Training AI on books is legal under certain conditions

A US federal court has made a statement regarding the training of artificial intelligence on copyrighted works. The case is still ongoing, but a partial ruling sheds new light on the issue of copyright laws.

Kamil Świdziński

Three non-fiction authors — Andrea Bartz, Charles Graeber, and Kirk Wallace Johnson — sued Anthropic for illegally using their books to train the Claude model. While the case is still ongoing, Judge William Alsup issued a partial ruling addressing key aspects of the dispute.

Reproduction in the training process is fair use

This judicial opinion doesn’t end the proceedings, but it’s worth mentioning because it is partially favorable for AI companies, though with some caveats. The court recognized that machine learning from books obtained legally might meet the criteria for fair use. It also clearly emphasized that copying content from pirated sources is a violation of copyright law. While the court hasn’t yet decided the whether responses generated by the model could constitute a secondary infringement, it suggested that using appropriate filters might be enough to prevent this.
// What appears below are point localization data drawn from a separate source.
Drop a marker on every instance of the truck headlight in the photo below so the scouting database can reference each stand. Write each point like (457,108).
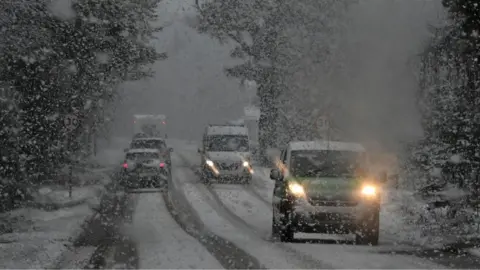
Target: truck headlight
(369,190)
(209,163)
(296,189)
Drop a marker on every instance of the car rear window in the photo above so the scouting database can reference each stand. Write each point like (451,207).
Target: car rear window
(142,155)
(148,144)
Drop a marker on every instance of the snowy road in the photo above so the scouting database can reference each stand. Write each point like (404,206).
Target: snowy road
(229,226)
(161,243)
(242,214)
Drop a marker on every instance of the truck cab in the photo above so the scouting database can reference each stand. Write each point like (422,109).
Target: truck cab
(325,187)
(225,154)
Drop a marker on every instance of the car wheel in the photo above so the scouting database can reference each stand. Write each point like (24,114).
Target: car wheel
(204,178)
(246,180)
(286,230)
(275,229)
(368,231)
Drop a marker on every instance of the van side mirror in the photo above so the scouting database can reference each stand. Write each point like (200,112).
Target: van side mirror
(275,175)
(383,177)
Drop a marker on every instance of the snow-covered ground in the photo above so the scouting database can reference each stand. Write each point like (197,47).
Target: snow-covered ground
(36,238)
(242,215)
(161,243)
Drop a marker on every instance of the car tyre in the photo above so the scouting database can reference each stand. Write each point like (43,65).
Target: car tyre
(286,230)
(275,229)
(204,178)
(246,180)
(368,231)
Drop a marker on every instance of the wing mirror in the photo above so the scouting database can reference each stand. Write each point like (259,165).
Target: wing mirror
(275,175)
(383,177)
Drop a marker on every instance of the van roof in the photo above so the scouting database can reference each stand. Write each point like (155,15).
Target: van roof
(227,130)
(326,145)
(149,139)
(143,150)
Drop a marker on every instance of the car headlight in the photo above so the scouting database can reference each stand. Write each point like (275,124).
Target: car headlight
(296,189)
(209,163)
(369,190)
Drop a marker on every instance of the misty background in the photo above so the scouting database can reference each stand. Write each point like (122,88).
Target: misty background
(377,91)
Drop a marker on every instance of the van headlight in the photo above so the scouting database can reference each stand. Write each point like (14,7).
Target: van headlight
(369,190)
(296,189)
(209,163)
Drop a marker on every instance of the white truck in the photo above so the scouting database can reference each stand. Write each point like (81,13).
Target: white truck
(150,125)
(225,154)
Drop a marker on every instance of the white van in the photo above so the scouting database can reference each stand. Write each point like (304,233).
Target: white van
(226,154)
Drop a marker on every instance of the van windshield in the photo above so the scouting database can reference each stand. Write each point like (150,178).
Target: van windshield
(227,143)
(315,163)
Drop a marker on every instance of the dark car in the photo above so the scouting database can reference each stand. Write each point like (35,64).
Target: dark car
(144,168)
(324,187)
(154,143)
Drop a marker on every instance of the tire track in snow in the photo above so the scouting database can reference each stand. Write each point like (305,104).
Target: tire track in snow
(308,261)
(300,260)
(160,242)
(226,252)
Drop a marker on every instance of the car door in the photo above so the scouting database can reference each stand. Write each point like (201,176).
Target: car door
(279,189)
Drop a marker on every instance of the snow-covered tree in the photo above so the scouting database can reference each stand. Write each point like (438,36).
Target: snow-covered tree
(67,57)
(286,48)
(449,93)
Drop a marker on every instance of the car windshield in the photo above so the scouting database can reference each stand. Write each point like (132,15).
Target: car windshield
(142,156)
(327,163)
(148,144)
(227,143)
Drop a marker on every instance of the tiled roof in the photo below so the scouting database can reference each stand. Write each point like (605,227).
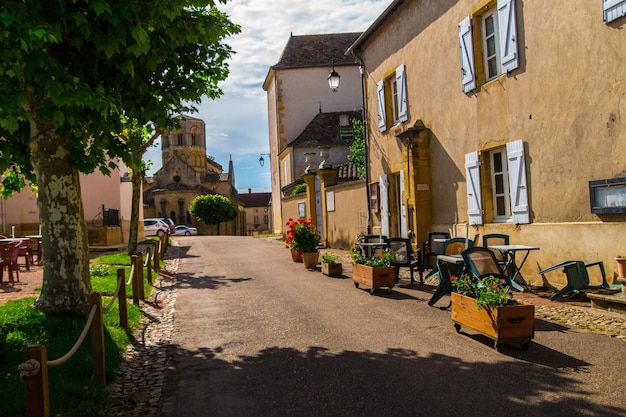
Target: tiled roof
(317,50)
(323,130)
(255,199)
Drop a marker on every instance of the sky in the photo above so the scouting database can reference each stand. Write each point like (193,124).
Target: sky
(236,123)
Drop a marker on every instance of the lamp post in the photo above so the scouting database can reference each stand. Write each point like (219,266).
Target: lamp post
(333,79)
(262,160)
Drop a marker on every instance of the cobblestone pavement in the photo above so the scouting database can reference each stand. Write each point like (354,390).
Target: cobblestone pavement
(137,390)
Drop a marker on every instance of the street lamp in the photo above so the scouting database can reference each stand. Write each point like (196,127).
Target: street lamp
(333,80)
(261,160)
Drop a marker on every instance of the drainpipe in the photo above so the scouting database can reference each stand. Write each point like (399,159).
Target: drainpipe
(365,137)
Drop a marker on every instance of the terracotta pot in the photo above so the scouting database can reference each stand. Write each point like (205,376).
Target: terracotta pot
(295,256)
(310,259)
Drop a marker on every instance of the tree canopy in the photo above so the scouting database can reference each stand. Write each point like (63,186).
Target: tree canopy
(71,73)
(213,209)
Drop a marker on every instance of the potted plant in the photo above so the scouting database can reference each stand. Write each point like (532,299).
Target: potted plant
(375,271)
(303,239)
(487,306)
(621,266)
(330,266)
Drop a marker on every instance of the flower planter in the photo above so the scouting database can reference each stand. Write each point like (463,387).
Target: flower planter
(374,277)
(295,256)
(310,259)
(510,322)
(621,267)
(332,270)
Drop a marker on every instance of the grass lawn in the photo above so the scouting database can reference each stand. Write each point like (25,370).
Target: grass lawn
(72,391)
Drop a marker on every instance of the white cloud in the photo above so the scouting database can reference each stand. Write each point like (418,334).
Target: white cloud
(236,123)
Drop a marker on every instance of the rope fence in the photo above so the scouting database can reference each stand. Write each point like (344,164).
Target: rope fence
(34,369)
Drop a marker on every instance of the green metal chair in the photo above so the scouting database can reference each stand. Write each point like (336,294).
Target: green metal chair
(578,279)
(482,262)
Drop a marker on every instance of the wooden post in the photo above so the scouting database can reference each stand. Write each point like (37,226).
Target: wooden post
(121,299)
(37,394)
(148,264)
(156,256)
(135,281)
(139,269)
(97,339)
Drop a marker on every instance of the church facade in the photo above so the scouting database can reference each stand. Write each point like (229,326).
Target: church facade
(187,173)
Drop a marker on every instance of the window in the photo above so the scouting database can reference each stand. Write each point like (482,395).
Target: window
(498,42)
(613,9)
(396,110)
(507,185)
(500,185)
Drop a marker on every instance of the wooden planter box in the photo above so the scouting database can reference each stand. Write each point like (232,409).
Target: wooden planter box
(374,277)
(332,270)
(511,322)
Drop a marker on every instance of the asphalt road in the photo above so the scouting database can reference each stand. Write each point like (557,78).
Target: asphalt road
(259,335)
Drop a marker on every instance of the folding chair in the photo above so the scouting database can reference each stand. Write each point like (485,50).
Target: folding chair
(578,279)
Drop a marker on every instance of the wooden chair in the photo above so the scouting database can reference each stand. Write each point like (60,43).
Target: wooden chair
(9,257)
(405,257)
(26,250)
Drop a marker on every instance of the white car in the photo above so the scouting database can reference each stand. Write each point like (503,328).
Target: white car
(155,227)
(183,230)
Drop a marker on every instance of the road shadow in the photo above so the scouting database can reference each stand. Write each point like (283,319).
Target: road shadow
(317,382)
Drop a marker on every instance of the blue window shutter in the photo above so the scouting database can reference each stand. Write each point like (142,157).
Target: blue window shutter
(613,9)
(403,110)
(474,200)
(382,117)
(468,71)
(517,182)
(509,59)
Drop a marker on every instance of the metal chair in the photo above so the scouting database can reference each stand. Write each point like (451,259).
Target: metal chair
(494,239)
(433,247)
(578,279)
(405,257)
(482,262)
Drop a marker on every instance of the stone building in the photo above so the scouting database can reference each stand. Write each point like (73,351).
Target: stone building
(187,173)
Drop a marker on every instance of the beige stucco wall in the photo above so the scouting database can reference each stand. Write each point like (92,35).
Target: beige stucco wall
(565,101)
(349,217)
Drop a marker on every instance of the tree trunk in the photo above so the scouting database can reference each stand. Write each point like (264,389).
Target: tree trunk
(66,281)
(136,180)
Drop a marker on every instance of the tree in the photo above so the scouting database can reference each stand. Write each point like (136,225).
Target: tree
(71,72)
(213,209)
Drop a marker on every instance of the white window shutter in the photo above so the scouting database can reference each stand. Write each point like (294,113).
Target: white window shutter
(613,9)
(468,72)
(517,182)
(474,198)
(509,59)
(384,204)
(382,118)
(403,110)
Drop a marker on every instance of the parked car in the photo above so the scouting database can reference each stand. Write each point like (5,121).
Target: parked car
(185,230)
(169,222)
(155,227)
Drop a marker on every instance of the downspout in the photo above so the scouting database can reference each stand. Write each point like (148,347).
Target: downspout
(365,137)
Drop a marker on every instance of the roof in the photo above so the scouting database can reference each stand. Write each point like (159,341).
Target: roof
(374,26)
(317,51)
(255,199)
(323,130)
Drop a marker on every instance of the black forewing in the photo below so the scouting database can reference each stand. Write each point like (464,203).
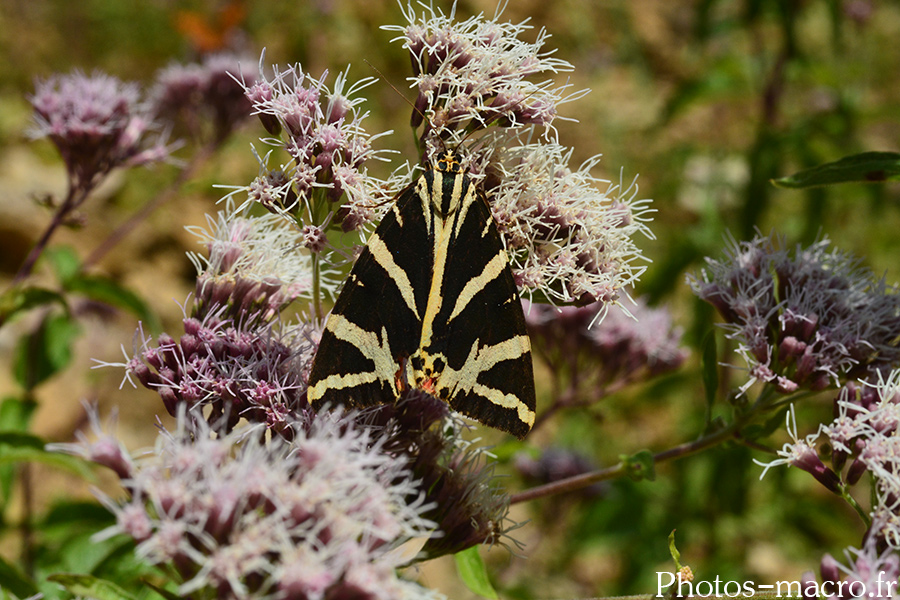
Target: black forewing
(492,316)
(372,299)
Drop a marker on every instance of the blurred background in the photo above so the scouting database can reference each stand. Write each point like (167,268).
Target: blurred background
(705,100)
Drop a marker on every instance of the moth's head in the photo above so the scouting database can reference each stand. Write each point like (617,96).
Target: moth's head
(449,161)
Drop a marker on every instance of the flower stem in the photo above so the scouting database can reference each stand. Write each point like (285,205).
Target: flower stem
(586,479)
(145,211)
(74,198)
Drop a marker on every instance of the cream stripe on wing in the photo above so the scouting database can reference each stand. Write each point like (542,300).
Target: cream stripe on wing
(367,343)
(480,360)
(491,270)
(383,257)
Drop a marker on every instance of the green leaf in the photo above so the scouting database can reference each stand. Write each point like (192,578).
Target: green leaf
(46,351)
(10,455)
(64,261)
(640,466)
(111,292)
(710,368)
(162,592)
(16,582)
(15,416)
(89,586)
(673,550)
(20,299)
(473,573)
(868,167)
(15,413)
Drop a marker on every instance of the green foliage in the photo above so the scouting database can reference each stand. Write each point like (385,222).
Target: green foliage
(473,573)
(868,167)
(45,352)
(90,587)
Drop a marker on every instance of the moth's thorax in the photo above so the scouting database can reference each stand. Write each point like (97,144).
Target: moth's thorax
(447,185)
(449,162)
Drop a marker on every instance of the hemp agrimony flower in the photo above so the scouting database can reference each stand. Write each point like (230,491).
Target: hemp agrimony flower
(234,355)
(472,74)
(865,434)
(252,267)
(568,242)
(204,98)
(598,358)
(97,123)
(236,516)
(804,319)
(323,134)
(869,572)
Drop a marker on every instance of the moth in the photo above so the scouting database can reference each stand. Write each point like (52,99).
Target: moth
(431,304)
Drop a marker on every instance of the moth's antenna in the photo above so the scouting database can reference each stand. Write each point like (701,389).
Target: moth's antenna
(393,87)
(425,119)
In his opinion, Judge Alsup noted that training an LLM model on books isn’t aimed at reproducing them but at creating new value, which is the ability to generate diverse responses.

“The model trained upon works, not to race ahead and replicate or supplant them, but to create something different” – Judge William Alsup

The fact that some parts might be “remembered” by the model doesn’t automatically mean there’s an infringement, as long as they aren’t mechanically reproduced in the responses.
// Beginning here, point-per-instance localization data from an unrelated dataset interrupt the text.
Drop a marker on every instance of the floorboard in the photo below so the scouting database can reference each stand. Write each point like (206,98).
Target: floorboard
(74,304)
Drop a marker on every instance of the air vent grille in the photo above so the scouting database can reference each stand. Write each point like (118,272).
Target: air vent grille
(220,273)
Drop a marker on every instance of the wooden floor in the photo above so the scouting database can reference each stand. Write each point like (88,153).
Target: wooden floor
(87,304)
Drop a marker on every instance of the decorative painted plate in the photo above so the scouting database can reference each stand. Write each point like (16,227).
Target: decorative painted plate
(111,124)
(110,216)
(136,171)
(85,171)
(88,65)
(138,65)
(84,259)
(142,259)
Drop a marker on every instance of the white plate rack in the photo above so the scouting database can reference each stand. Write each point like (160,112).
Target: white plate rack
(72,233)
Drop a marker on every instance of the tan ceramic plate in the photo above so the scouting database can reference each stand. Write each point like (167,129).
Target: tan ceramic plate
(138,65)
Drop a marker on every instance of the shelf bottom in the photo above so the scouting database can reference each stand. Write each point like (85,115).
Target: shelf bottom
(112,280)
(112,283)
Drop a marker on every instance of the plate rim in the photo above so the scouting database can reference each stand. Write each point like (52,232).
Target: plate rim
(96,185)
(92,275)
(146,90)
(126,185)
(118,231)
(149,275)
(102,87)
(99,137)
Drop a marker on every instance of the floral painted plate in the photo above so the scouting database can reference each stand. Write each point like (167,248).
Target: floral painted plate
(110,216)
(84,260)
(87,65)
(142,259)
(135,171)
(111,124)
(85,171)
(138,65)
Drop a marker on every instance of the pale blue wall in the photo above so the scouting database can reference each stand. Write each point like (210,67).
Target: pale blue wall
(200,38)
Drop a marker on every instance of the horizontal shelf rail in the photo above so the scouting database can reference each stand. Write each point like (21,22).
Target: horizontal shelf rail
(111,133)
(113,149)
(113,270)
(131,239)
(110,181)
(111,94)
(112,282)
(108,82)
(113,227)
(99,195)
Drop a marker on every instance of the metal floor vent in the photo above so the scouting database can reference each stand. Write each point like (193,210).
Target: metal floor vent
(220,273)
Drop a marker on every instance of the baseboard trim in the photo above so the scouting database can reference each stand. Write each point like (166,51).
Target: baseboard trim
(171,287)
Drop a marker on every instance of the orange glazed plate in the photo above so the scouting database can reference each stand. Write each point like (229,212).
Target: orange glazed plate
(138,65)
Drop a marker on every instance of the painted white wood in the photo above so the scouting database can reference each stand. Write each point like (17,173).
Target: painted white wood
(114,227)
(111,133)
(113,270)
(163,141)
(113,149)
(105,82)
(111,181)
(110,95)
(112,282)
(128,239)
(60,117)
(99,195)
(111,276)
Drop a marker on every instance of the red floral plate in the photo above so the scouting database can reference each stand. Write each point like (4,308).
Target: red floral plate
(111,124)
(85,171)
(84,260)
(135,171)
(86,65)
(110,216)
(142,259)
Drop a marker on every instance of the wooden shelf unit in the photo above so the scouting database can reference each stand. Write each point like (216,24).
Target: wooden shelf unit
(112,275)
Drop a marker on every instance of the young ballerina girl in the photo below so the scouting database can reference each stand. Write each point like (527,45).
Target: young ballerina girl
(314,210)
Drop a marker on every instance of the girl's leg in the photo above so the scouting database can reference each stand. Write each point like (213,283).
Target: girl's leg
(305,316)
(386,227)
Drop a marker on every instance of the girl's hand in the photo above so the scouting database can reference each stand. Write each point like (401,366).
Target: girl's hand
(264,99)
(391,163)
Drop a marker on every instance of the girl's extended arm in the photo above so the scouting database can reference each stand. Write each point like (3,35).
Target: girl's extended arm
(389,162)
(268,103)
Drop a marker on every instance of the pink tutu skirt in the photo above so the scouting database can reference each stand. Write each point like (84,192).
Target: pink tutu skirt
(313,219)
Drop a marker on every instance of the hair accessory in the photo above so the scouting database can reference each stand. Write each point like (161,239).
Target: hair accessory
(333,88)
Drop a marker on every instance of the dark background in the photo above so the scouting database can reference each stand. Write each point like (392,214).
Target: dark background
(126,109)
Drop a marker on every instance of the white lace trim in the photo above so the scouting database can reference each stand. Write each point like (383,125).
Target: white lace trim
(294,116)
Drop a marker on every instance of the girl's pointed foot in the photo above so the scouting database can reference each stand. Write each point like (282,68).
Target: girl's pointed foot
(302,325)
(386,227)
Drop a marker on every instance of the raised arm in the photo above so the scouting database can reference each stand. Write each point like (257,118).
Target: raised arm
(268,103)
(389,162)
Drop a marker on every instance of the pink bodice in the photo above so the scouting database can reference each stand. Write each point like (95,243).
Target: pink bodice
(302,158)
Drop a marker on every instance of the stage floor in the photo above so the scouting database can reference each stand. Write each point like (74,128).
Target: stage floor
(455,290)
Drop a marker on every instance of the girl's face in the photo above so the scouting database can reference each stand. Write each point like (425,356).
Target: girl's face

This reasoning is similar to the argument used by the US Supreme Court in the Google Books case, where it was recognized that processing books for searching and indexing constitutes transformative use.

Scanning paper copies and illegal sources

The next issue was about the digitization of books. Anthropic defended themselves by saying they only scanned legally acquired paper copies to facilitate processing. The court found that there was no illegal redistribution, just a conversion of format.
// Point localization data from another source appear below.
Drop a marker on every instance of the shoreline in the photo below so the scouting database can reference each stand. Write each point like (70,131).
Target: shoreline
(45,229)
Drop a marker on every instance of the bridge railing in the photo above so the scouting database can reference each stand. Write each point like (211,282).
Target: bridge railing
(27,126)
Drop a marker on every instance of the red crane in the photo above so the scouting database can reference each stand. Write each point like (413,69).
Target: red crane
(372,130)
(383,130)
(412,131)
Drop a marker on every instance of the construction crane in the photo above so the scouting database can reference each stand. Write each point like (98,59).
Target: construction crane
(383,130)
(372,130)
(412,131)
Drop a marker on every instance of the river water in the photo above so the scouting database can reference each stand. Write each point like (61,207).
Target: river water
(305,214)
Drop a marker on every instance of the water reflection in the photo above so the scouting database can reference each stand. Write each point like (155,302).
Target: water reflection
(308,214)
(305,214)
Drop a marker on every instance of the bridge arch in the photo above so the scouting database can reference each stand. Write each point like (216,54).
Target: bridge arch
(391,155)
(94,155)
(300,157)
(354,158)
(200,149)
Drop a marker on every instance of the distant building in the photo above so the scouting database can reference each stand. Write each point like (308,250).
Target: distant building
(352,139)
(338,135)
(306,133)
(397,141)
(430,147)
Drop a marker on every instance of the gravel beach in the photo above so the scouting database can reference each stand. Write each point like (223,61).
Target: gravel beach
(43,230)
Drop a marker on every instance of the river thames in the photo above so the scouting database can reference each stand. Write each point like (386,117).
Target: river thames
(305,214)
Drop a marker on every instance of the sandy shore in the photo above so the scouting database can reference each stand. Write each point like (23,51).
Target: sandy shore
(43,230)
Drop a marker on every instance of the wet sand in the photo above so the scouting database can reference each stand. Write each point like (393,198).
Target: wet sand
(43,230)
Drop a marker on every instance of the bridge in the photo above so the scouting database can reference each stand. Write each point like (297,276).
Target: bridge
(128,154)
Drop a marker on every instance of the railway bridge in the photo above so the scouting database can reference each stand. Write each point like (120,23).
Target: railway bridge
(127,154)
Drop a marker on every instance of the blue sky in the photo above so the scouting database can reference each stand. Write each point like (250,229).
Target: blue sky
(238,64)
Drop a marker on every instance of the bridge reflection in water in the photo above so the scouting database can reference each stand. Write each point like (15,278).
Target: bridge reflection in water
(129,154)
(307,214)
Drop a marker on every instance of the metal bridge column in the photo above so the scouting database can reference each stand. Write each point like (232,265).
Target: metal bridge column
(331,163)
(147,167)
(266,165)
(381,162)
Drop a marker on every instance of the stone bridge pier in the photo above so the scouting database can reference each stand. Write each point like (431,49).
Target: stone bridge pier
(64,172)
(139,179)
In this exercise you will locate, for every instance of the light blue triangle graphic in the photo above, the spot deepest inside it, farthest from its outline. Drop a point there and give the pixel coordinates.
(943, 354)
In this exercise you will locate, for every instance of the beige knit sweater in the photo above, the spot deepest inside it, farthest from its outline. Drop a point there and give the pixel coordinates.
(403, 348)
On the other hand, the court had no doubts that sourcing content from pirate repositories like Books3 or Library Genesis is a law infringement. The explanation that it was a “research library” simply wasn’t enough. This is a relevant message not just for Anthropic but also for other companies in the industry like Meta, which also trained models on Books3.

It’s not a photocopy, it’s a creative tool

Can the court’s position be surprising? Not really. Models aren’t designed to copy and store works, but to learn structures and correlations. However, generating a response style could be seen as violating someone’s rights, although this issue isn’t fully settled yet.

For the AI industry, this court opinion sends a clear message: use legal sources and apply filters. That’s all it takes to be on the right side of the law.

A judge who understands technology

It’s worth mentioning WHO issued this partial ruling. It was William Alsup, known from the Oracle vs Google case, where he ruled that Google’s use of Java APIs fell within the bounds of fair use. This is a judge who has repeatedly shown that he understands the complexity of computer technology.